M. et Mme D soutiennent que :
- la décision litigieuse met en cause des libertés fondamentales que sont, en l'espèce, l'intérêt supérieur de l'enfant garanti par l'article 3-1 de la convention internationale des droits de l'enfant ainsi que l'égal accès à l'instruction consacré par le 13ème alinéa du préambule de la Constitution de 1946 ainsi que par l'article 2 du protocole additionnel à la convention européenne de sauvegarde des droits de l'homme et des libertés fondamentales ;
- l'existence d'une situation d'urgence est caractérisée dès lors que leur fille C, âgée de 16 ans, n'a pas reçu d'affectation dans un établissement scolaire ou un centre de formation, nonobstant les nombreuses démarches entreprises et alors que la rentrée scolaire a eu lieu le 1er septembre dernier ;
- l'arrêté est manifestement illégal pour violation des articles L. 114-1 et R. 114-2 du code de l'éducation.

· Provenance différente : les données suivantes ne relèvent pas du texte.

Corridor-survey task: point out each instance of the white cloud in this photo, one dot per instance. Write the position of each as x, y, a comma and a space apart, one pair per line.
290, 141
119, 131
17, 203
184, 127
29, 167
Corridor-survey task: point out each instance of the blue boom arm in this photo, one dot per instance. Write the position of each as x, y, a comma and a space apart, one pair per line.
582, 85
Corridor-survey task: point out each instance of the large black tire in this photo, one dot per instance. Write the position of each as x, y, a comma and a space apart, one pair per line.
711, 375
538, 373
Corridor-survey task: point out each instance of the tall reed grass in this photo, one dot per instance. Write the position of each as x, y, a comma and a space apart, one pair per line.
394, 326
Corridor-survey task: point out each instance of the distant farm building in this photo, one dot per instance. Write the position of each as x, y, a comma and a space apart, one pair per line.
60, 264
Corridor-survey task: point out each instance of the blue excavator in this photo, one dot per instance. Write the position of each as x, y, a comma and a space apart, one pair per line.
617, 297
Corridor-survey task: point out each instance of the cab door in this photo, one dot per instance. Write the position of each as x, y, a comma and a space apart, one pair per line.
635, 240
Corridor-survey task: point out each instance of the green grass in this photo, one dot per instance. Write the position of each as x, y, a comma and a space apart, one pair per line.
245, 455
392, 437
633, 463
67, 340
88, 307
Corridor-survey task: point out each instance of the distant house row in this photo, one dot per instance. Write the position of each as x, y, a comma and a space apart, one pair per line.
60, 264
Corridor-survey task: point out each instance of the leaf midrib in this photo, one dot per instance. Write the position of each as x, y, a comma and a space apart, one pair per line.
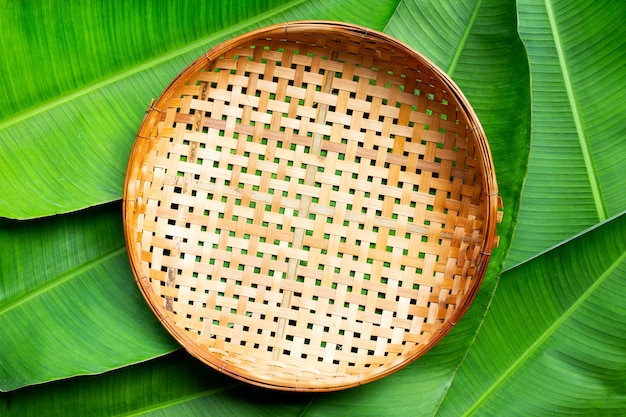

Vu les autres pièces du dossier.
Vu :
- le code de justice administrative.
Le président du Tribunal administratif de Montreuil a désigné, en application des dispositions de l'article L. 511-2 du code de justice administrative, M. Auvray,
vice-président, pour statuer en qualité de juge des référés.
Par un mémoire en défense, enregistré le 5 septembre 2022 à 13h34, le recteur de l'académie de Créteil conclut au prononcé d'un non-lieu à statuer compte tenu de sa décision du même jour d'affecter C D au collège Jean-Pierre Timbaud de Bobigny.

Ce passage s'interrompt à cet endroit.